最初にテラスに戻ってきたのはユイノだった。
空中で回転し、まるで重力など感じさせない仕草で軽やかに着地すると、踊るように走り寄った舞姫は彼を見上げる。
「やったよ、アキオ」
「怖がらずによくやった」
「戦い始めたら必死だよ、それにアキオがいるからね」
続けて何か言いかけるが、背後に立つヴァイユの気配を感じて場所を譲る。
「以前より剣の扱いがうまくなった」
彼の言葉に少女の金色の瞳が輝く。
「はい。シジマに習っていますから」
そうして、少女たちが次々と彼に話しかけてくる。
これがいつもの演習後の光景だ。
初めの頃、演習を見学したアキオは、一人ひとりに対して彼が気づいた点を伝えていた。
だが――
おぬしは黙って褒めるだけで良い。あやつらは戦いのすべてを記録して、後で反省会を開いておるからな。余計なことはせぬことじゃ。
そうシミュラに指摘され、その後は彼女のいうとおりにしているのだ。
実際、折に触れアルメデとミストラに戦術の指導を仰ぎ、それぞれに戦闘能力を磨いている少女たちに、彼が口を出す必要はない。
「アキオ」
アルメデが彼の前に立つ。
「また動きが早くなったな」
「ええ、ナノ・マシン2.0にも慣れてきましたから」
美少女が微笑む。
海の怪物と戦う彼女の動きは凄まじかった。
手にする武器は各自ひとつ、という演習の不文律に従って、彼女が手にしたのは細身の剣だけだった。
それを使ってアルメデは、伸びてくる槍を斬り、飛来する砲弾を砕き、クラーケンを削っていた。
その切っ先の速さは、アキオですら追いきれないほどのものだ。
演習用の武器であるため、アキオがクンパカルナ戦で使った至極を付与されない普通の刃ながら、彼女から強力な力を与えられつつ絶妙なタイミングで撃ち込まれるその刃先は無類の切れ味を見せていたのだ。
もちろん、それには彼女が言うように、ナノ・マシンの性能強化が寄与しているだろう。
実際、この世界に来て、ゴラン1体に苦戦していたころに比べると、現在のナノ・マシンの戦闘能力は2倍以上に跳ね上がっているのだ。

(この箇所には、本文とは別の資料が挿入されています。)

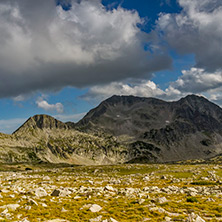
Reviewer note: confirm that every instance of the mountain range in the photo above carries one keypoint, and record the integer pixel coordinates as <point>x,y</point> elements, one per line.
<point>122,129</point>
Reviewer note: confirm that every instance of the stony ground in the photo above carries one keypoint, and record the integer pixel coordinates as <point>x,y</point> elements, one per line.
<point>111,193</point>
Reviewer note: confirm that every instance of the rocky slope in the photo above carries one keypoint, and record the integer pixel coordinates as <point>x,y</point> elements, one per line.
<point>155,130</point>
<point>122,129</point>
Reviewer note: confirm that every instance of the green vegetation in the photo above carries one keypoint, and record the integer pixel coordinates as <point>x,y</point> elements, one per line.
<point>138,192</point>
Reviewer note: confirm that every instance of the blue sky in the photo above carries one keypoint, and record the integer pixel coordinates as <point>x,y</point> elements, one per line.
<point>63,58</point>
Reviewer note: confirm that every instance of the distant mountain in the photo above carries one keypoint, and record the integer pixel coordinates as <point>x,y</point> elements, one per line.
<point>156,130</point>
<point>122,129</point>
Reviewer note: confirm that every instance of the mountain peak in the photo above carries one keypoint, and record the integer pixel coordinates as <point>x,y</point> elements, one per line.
<point>42,121</point>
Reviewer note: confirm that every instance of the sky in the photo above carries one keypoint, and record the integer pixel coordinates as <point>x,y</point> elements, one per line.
<point>63,57</point>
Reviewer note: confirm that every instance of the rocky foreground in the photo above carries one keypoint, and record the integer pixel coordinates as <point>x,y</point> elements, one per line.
<point>111,193</point>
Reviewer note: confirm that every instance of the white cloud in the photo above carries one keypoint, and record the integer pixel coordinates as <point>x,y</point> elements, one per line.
<point>43,104</point>
<point>143,88</point>
<point>198,80</point>
<point>44,47</point>
<point>70,118</point>
<point>10,125</point>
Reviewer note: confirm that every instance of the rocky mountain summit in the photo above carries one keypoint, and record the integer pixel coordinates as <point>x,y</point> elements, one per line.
<point>122,129</point>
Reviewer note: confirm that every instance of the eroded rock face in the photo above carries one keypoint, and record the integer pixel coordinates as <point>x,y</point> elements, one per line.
<point>122,129</point>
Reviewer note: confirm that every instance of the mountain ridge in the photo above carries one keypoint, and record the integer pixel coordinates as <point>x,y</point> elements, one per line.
<point>122,129</point>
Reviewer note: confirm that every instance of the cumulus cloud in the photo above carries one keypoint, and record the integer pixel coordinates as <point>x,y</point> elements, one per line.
<point>43,104</point>
<point>10,125</point>
<point>197,80</point>
<point>46,47</point>
<point>197,29</point>
<point>70,117</point>
<point>143,88</point>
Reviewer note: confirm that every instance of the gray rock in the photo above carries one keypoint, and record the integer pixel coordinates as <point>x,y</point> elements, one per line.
<point>95,208</point>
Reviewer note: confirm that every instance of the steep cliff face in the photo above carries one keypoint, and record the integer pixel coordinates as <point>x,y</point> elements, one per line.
<point>122,129</point>
<point>159,130</point>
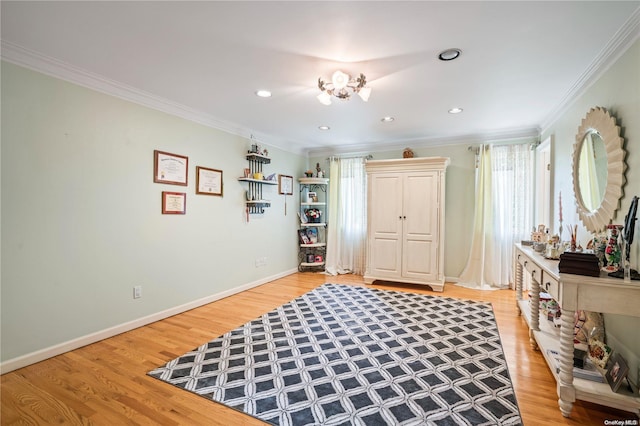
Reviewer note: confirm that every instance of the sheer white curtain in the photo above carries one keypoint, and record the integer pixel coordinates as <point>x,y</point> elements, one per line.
<point>503,214</point>
<point>347,221</point>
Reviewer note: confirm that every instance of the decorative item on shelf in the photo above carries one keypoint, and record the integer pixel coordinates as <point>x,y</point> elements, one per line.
<point>578,263</point>
<point>407,153</point>
<point>313,215</point>
<point>342,86</point>
<point>560,216</point>
<point>539,234</point>
<point>304,238</point>
<point>539,247</point>
<point>625,270</point>
<point>573,234</point>
<point>617,371</point>
<point>312,234</point>
<point>599,353</point>
<point>612,251</point>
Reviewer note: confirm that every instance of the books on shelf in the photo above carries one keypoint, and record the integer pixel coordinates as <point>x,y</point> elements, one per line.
<point>588,372</point>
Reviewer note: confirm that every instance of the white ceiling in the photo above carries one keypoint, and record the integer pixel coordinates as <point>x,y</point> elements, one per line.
<point>521,63</point>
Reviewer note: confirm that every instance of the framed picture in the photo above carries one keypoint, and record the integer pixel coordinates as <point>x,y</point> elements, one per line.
<point>285,184</point>
<point>303,236</point>
<point>312,234</point>
<point>616,372</point>
<point>174,202</point>
<point>170,168</point>
<point>208,181</point>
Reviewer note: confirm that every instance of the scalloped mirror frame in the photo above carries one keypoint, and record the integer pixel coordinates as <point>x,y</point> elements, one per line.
<point>600,120</point>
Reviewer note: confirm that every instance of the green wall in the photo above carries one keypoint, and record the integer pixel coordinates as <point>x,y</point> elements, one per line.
<point>81,215</point>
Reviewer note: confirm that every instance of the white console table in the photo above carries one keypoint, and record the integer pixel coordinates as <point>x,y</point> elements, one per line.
<point>573,292</point>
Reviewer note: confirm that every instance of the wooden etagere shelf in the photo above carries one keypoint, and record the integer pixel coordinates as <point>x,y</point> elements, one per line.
<point>312,254</point>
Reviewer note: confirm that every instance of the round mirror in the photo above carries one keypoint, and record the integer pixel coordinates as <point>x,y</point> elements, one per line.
<point>592,170</point>
<point>598,169</point>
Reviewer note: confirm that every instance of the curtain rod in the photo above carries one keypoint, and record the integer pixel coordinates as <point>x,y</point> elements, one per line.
<point>366,157</point>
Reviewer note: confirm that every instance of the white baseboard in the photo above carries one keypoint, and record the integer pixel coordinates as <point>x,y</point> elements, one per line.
<point>42,354</point>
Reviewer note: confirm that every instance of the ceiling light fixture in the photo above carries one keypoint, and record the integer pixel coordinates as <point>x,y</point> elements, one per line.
<point>449,54</point>
<point>342,86</point>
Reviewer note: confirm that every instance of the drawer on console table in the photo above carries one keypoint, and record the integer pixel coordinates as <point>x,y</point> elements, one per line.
<point>533,269</point>
<point>550,285</point>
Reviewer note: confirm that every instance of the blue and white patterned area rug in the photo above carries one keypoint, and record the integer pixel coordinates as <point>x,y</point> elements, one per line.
<point>347,355</point>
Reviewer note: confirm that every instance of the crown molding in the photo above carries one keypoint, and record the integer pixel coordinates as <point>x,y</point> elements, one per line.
<point>511,135</point>
<point>44,64</point>
<point>615,48</point>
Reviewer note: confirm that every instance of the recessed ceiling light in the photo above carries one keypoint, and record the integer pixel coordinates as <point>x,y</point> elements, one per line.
<point>263,93</point>
<point>449,54</point>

先日のナノ・ゴラン戦からもわかるように、今の彼であれば、ゴラン一個小隊程度なら素手で壊滅させることなど容易だろう。
本来、カヅマ博士が生み出し、アキオが発展させたナノ・マシンは、あくまで医療が主目的であり、身体強化は副次的な成果だった。
そのために、戦闘用には灼熱のバイオメタル合金を利用するN.M.C.を通常ナノ・マシンと分けて使っていたのだ。
しかし、ドッホエーべ以後、シジマは積極的にナノ・マシンの性能強化を行い、バージョン2.0にした際に、ナノ・マシンの戦闘能力を飛躍的に高めていた。
彼女の言によると『常在戦場』ということらしい。
その意味と意義ははわかる。
もっとも、それは本来の用法とは違う、とラピィからは異議を唱えられていたが――本来は、平時にあっても常に戦場でいる心づもりで事に当たれ、という意味だ。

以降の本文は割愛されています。